What is an n-gram and how are they used in AI/ML?


An n-gram is a contiguous sequence of n items (typically words or characters) from a text sample, used extensively in natural language processing and machine learning.

For example, in the phrase "The cat sat," unigrams (n=1) are ["The", "cat", "sat"], bigrams (n=2) are ["The cat", "cat sat"], and the trigram (n=3) is ["The cat sat"]. Character-level n-grams are also common - the word "hello" as character trigrams would be ["hel", "ell", "llo"].

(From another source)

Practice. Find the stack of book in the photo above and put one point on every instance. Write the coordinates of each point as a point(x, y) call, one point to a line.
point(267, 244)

N-grams enable predictive language modeling through probability calculations based on the frequency of sequences in training data. For instance, after seeing "The cat," an n-gram model calculates probabilities for the next word based on how often different words follow this bigram in the training corpus. In English text, "The cat sat" might be more probable than "The cat helicopter" because the first sequence appears more frequently in typical usage.

The predictive power of n-grams makes them valuable for various applications, including text generation, autocomplete systems, spelling correction, and speech recognition. While more advanced models like transformers have superseded traditional n-gram approaches for many tasks, n-grams remain important in situations requiring computational efficiency or simple statistical analysis of text patterns. N-grams can be used at both the word and character level, making them versatile tools for tasks ranging from language identification to document classification.